The Recovery Phase
In this third article where we have broken down the swim stroke, we are talking about the final phase, known as the recovery phase. As the swimming season and triathlon season are now in full swing it is important to remember that your recovery sessions are also vitally important at this stage. I see a lot of athletes around this time of year who are fatigued and may be letting their technique slip as a result of not recovering properly after that last race pace intensity session or letting muscles get too tight and dysfunctional.
Any little niggles you may have been carrying through the season will surely come to the fore at this time of year. So with this in mind let’s think about what we can do to help you stay in the water come event time!
The recovery phase of a swimming stroke should look like this;
· the shoulder comes out to the side of the body with an internally rotated arm as it exits the water
· the elbow should be high if possible as the shoulder is externally rotated and the wrist in front of the elbow as soon as possible as the hand reaches forward for the catch phase
I encourage swimmers to have their internal and external rotation range of movement as well as the motor patterns which control the movement of the shoulder assessed by a physiotherapist. These are the most important movements during the recovery phase. If these movements are tight purely due to muscles becoming tight with increased use then the physio will easily be able to fix this with manual techniques and stretching. Many athletes will have their movement assessed and monitored as opposed to changed if there is no current pain. This regular screening is used to guide training programs and address issues before they become injuries or affect your race. Remember any poor shoulder mechanics and muscle tightness does tend to worsen with fatigue so it is important that athletes are not increasing training volumes when these issues exist.
Good core strength and control is vital in the recovery phase so that adequate body roll is achieved and controlled. Ideally body roll should be 45 degrees. Excessive body roll can lead to hand crossover at entry or the shoulder having to crossover on the opposite side during the pull through phase as discussed in last month’s article. Alternately a lack of body roll may also cause problems as the load on the rotator cuff tendons is increased dramatically. If the body position does not allow for a high elbow this may mean that the elbow may enter the water before the wrist does. This error in technique results in a very inefficient early pull through phase. If you have a unilateral breathing pattern it may be hard to switch to bilateral at this time of the year. Stick with what you have for upcoming events but it might be worth thinking about training and potentially changing this for next season. A unilateral breathing pattern will cause asymmetrical stroke and body roll which places one shoulder at higher risk than the other.

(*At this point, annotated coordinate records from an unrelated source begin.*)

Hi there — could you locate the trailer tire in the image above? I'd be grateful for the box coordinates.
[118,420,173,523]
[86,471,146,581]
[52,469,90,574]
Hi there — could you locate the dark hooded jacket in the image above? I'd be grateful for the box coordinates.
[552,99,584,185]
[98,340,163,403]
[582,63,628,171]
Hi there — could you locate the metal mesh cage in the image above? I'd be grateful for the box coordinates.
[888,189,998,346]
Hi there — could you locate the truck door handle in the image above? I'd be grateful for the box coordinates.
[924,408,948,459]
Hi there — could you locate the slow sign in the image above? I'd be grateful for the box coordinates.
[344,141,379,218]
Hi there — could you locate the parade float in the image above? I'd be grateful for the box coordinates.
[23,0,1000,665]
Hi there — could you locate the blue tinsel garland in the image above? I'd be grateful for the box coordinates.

Also remember that it is likely that training volume plays a role in injury risk. Current research suggests that spikes in training load or high variability of training load may be more important as a risk factor than overall load. A safe increase in load is considered approximately 10%. Anything beyond this correlates with an increased risk of injury. If your program looks like it takes big jumps in volume to allow you to reach race distances at this time of year have a chat to your coach or physio about more gentle progressions.
This time of year it is important to work really closely with your physio on a regular basis to keep you in peak condition, get you through the rest of the season and ensure that any injuries aren’t going to be made worse by participating in competitions. After competition season winds down you may find you have a few things to work on over the off season to ensure this doesn’t happen again!